Analysis of microflora in dentinal tubule by denaturing gradient gel electrophoresis

Abstract

This study was performed to apply denaturing gradient gel electrophoresis to microbiological examination of endodontic infections. The method was used to assess the bacterial communities in dentinal tubules. Samples were collected using #15, #35, and #60 K-type files from five infected root canals during treatment.

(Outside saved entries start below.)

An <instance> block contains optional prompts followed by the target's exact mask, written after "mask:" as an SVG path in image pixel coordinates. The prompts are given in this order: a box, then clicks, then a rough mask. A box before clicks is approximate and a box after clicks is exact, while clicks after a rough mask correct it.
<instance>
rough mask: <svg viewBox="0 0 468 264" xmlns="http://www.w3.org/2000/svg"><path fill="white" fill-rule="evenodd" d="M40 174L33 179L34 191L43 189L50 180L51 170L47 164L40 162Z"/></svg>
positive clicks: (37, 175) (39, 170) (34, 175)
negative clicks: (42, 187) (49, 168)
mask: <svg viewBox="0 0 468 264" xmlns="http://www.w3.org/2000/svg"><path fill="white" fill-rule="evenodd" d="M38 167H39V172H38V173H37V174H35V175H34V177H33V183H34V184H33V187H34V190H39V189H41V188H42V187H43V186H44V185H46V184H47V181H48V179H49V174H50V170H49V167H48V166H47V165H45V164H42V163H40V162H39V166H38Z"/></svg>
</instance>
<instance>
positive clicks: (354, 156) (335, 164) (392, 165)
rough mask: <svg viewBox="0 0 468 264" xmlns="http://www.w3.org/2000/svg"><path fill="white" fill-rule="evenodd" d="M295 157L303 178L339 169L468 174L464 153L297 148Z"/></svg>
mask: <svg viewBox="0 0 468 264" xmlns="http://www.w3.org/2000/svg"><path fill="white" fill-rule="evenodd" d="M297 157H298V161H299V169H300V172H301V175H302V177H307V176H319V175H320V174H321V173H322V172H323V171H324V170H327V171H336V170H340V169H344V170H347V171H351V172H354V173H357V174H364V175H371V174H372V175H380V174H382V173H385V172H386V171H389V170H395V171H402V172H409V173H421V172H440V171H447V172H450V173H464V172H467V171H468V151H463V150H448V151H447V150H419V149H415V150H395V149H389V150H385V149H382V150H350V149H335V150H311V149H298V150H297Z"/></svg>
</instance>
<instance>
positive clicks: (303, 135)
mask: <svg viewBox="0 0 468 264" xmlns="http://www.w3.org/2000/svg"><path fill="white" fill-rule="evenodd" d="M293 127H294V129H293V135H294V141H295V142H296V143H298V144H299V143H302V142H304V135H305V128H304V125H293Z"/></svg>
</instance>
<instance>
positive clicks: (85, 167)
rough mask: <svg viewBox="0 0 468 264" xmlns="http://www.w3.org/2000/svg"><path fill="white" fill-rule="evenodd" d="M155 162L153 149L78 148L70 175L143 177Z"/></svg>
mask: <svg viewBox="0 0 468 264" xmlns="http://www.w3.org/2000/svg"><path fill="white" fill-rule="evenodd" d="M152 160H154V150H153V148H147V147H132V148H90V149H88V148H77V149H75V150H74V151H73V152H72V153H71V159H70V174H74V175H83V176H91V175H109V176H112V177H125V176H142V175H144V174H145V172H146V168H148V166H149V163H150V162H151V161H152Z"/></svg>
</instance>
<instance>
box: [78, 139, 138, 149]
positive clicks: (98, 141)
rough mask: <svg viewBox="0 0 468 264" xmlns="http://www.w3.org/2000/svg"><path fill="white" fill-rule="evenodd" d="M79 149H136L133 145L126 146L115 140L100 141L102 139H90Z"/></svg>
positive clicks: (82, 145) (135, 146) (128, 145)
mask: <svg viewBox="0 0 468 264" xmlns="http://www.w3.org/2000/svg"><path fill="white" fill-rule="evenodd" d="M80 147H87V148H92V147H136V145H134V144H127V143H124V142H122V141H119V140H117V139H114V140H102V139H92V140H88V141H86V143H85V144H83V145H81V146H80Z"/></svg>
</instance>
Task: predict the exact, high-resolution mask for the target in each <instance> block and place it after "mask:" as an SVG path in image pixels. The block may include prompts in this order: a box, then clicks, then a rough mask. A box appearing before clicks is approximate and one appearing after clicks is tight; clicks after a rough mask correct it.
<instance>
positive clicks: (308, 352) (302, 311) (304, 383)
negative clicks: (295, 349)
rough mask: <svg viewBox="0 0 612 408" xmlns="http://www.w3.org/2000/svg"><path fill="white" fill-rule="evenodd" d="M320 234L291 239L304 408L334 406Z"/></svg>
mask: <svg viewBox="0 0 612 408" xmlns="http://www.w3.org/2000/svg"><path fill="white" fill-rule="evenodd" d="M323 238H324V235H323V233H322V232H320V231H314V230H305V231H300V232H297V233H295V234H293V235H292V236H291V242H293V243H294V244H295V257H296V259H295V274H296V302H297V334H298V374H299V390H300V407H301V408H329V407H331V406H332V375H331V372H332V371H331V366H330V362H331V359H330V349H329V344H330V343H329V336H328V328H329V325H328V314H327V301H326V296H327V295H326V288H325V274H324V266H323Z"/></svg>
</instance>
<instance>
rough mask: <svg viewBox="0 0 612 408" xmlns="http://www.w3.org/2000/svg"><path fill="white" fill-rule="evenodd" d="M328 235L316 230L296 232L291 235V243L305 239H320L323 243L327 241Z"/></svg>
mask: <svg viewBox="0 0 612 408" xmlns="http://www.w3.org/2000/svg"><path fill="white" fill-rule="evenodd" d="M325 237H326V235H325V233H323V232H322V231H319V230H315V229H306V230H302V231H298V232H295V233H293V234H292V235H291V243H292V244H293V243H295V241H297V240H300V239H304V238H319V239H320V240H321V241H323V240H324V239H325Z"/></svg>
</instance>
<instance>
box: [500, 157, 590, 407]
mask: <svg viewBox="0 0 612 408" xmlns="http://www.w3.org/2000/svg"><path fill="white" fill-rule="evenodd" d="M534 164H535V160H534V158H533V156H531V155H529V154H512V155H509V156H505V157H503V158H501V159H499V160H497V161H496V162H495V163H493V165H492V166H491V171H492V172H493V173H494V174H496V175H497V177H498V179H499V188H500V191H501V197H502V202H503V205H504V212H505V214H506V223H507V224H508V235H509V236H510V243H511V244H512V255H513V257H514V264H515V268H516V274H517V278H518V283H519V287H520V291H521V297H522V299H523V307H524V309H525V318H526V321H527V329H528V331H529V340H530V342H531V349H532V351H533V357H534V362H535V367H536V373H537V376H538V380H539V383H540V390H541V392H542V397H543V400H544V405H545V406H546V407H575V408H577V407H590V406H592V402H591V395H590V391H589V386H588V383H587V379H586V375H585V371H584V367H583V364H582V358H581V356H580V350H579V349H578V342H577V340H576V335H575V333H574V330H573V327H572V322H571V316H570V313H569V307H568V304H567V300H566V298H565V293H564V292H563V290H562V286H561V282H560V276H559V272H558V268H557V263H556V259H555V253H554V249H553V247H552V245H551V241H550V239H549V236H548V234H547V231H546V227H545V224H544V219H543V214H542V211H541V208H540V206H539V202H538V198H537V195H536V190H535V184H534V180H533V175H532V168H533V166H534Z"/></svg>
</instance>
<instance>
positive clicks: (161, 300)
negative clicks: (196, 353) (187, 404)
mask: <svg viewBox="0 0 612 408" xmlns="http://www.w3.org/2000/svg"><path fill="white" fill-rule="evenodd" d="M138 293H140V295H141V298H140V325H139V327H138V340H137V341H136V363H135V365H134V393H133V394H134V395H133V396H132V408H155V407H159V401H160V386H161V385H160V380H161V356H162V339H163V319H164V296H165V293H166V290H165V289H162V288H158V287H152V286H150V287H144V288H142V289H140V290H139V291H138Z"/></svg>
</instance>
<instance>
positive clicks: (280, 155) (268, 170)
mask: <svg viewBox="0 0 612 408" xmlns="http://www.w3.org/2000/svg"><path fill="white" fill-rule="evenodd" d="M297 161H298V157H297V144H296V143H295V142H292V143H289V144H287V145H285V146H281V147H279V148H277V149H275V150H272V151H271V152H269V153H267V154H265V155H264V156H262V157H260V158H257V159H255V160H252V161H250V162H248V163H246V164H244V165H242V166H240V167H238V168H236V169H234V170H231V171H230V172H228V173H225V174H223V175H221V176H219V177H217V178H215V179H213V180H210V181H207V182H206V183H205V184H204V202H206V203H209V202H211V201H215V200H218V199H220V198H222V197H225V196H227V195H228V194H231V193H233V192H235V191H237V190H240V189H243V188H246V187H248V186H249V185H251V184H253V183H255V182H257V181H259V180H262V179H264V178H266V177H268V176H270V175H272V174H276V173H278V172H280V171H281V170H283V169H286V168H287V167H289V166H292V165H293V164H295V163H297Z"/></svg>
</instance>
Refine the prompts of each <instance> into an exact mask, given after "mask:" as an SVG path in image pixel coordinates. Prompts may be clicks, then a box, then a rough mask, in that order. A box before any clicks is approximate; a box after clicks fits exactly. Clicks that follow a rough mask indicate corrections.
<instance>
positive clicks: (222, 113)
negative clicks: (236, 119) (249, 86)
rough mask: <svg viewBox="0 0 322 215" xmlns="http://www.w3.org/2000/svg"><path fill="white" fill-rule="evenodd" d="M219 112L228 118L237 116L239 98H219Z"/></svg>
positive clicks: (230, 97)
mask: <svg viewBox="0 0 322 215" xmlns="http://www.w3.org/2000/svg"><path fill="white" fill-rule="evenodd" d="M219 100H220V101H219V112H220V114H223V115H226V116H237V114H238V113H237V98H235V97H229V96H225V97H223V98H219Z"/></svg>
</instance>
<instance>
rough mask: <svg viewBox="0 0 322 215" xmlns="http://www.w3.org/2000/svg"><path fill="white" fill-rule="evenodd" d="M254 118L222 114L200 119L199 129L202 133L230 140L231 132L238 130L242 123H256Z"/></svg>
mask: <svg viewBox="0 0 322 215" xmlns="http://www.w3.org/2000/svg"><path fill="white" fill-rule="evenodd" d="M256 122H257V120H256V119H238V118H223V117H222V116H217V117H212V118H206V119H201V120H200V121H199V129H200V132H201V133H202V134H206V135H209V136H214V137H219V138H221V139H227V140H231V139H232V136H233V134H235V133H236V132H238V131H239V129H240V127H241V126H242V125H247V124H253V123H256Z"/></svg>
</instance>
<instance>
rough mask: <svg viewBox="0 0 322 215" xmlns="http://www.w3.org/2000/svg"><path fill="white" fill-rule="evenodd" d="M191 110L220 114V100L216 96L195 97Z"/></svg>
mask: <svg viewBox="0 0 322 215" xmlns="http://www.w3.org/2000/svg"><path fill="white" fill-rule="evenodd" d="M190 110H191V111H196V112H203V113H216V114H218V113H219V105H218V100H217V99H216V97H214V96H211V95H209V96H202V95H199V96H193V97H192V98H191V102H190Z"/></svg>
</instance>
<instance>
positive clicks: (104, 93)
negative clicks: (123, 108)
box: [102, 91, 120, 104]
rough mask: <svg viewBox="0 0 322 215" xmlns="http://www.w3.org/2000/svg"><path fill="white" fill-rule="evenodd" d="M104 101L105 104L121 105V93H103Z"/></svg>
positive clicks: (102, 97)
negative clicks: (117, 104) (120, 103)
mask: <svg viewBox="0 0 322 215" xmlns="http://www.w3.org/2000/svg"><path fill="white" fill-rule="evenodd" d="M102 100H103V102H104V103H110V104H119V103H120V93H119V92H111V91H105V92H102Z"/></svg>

Deoxyribonucleic acid(DNA) was extracted from the samples, and 16S ribosomal DNA was amplified by PCR using universal primers. The polymerase chain reaction(PCR) products were separated in the denaturing gel and band patterns were compared between the deep (#60 file) and superficial layers (#15 file) of the dentin. The major bands were then excised and DNA fragments in the gel were cloned and sequenced. The sequence data were subjected to BLAST search in the GenBank database for determination of bacterial species or closest relatives. In three root canals, similar band patterns were observed in both superficial and deep layers of the dentin, while several specific bands remained in the deep layer in two roots. The bacteria isolated from the deep layers were Porphyromonas gingivalis, Olsenella profuse, Atopobium rimae, and Prevotella, Flexistipes, Firmicutes, Peptostreptococcus, Dialister, and Eubacterium spp. Unlike previous studies, gram-negative anaerobic rods were isolated from the deep layers. Clone library analysis was simultaneously performed and similar results were obtained. The method utilized here will be useful for microbiological examination of endodontic infections. In addition, although it is still unknown whether they were viable, this study demonstrated the presence of gram-negative rods in dentinal tubules.